Gräfin. Ja!
Marquise. So empfangen sie doch Unterricht.
Gräfin. Durch Schlagen. (gegen die Wand) Schlagen? … den Handschuh ablegen? … Legt ich ihn denn gestern ab? … (gegen die Marquise) Er sagt, endlich hätte ich mich entschieden.
Marquise. Ha ha ha ha.
Gräfin. Man muß noch einige Schwierigkeit machen. (gegen die Wand) Weil … Weil sie zu viel fordern. … (gegen die Marquise) Recht hübsch, was er da sagt. (gegen die Wand) Nun — nun — keinen Zorn! … Gewiß! … Zweifeln sie nicht länger! … Er ist abgelegt.
Marquise. Aber so ziehn sie ihn doch aus.
Gräfin. (gegen die Marquise) Ja ja, ganz aufrichtig. (gegen die Wand) Es geschah — hören sie — hier die Hand, hier hier … (gegen die Marquise) Mit welcher Extase er den Fleck drüben küßte. Bei dem allen glaub ich, Sophie hätte die Lippe auf der Hand gefühlt.
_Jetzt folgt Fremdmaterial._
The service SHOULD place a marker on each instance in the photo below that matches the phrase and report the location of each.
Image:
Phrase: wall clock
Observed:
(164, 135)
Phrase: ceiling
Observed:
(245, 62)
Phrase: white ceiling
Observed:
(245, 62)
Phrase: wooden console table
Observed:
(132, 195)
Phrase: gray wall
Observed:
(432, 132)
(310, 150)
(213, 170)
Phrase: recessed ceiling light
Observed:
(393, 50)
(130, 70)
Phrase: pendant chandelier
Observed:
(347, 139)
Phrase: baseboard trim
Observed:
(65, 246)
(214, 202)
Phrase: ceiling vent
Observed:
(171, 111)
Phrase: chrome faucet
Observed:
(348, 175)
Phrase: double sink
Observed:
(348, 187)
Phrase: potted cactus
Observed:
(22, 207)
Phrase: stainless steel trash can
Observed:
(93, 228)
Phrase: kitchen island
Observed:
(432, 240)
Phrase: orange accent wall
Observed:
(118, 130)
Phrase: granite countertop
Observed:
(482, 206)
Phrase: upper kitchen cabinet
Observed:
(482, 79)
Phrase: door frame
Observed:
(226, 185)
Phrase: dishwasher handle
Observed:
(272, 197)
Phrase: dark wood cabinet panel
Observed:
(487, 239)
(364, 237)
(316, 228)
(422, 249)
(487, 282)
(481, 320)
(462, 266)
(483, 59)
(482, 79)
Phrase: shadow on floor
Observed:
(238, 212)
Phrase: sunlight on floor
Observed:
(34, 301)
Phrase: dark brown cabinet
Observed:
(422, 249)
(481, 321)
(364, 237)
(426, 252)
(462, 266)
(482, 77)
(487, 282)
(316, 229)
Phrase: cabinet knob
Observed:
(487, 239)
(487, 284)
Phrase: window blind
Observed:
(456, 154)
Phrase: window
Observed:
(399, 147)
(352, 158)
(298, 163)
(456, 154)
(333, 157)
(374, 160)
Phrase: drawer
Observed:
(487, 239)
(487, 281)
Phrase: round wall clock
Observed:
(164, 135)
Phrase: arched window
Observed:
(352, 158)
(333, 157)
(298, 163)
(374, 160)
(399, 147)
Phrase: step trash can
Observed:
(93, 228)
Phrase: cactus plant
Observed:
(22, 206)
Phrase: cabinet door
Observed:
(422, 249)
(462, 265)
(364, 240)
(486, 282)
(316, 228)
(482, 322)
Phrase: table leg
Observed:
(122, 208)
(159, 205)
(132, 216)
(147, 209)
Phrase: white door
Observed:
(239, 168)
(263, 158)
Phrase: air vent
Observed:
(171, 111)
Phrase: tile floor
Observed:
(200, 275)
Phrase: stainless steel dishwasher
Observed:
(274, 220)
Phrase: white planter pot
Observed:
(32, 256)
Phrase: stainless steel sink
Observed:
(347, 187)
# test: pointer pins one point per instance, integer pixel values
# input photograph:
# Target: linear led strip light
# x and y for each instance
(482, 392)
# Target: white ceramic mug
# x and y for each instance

Es giebt nur ein Lebensalter von so scharfer Empfindung.
Marquise. Ha ha ha ha!
Gräfin. Ich sagte nichts … Erröthet? ich bin erröthet? … (gegen die Marquise) Wie er an Kindlichkeit und Unschuld bei Sophien glaubt! Wie artig, diese Meinung zu äußern! Aber ist das nicht allerliebst? (gegen die Wand) Wahrhaftig, Chevalier, ich glaube, daß sie mich sehn.
Marquise. Sache des Herzens, nicht des Kopfes.